In my tweet, I talk about a woman trapped in a man’s body, but it’s not only that. Every character’s choice of in-game character has something to say about what they want (or don’t want) to be.

They all follow the same pattern. They are good at something, but lack the confidence in something else that they wish they had. For Spencer and Martha, they’re both very intelligent, but they want to be strong and social, so they choose bad-ass characters (Spencer’s character has literally no flaw). For Bethany and Fridge, they’re popular, but they want to succeed because of their skills, so they choose scientists. Bethany gets to be a man by mistake (2), but every other character calls her “she” despite what she looks like, even the 5th player who never met her in real life (3).

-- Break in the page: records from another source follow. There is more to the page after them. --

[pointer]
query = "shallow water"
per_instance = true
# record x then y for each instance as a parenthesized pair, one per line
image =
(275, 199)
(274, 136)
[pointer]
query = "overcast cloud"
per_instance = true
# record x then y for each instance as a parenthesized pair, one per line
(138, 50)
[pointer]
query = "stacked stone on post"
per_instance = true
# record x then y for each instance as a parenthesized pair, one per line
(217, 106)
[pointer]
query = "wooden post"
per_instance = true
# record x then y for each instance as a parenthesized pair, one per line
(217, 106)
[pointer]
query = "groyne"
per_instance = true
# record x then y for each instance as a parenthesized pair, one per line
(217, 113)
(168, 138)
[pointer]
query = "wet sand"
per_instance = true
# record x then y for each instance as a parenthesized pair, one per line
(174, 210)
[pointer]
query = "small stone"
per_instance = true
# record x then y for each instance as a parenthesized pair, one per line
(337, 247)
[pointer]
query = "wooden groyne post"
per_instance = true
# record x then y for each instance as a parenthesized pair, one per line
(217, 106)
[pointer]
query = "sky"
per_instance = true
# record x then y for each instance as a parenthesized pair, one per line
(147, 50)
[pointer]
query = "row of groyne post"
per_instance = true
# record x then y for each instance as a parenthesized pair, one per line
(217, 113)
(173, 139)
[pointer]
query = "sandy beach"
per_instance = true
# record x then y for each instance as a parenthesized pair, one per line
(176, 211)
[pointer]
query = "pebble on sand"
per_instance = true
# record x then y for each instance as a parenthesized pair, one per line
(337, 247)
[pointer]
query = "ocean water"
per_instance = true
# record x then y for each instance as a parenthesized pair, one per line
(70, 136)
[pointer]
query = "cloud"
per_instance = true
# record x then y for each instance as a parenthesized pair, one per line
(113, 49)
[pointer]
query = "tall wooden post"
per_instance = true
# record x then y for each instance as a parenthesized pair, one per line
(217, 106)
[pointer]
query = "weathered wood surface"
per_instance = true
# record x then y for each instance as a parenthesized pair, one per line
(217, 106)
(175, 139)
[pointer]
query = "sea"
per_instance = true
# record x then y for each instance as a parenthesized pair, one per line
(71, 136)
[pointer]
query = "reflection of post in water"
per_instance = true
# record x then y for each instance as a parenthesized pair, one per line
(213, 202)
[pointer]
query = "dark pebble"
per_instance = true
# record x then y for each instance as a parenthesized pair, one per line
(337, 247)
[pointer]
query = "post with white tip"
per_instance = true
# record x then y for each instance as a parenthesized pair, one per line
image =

In the end, they realise that the image that we project to other people is only a shadow of who we really are, and that we can be whatever we want. It’s not telling a tale of over-achievement. All the goals set by the characters are in reach, whether it’s being satisfied of who she is for Bethany, or being able to live in his passion without feeling ridiculous for Spencer. I like how simple these goals are, and yet we have such a hard time to reach them, because we’re stuck in a very rigid society.

This is a family movie, but I feel that it would strongly appeal to a young audience who struggle to find themselves, and tell them that it’s alright to be who they are. We don’t have to follow a path set by obsolete societal rules.

(1) I feel like I need to point out that there are not many video games that allow several players to come play a story together. Most game are either solo or mass-multiplayer. The movie uses core role-playing concepts in a video game setting, so it’s a good mix of both.

(2) The game uses a confusion in the first name to make her a man, but when you play a RPG, since you don’t have to be physically the person you’re going to play, people often swap genders. The movie just wants to make it simple. We could say that she was assigned the wrong gender.

(3) Although he is confused at first, but that’s actually a good depiction of how people react when you tell them you’re transgender, and they didn’t make it as a joke. I appreciated it.

Note: I don’t why the tweet shows the previous tweet in conversation. I specify in the code that I only want one tweet and not the conversation. If someone knows the reason it happens and how to change it, I’d love to be made aware.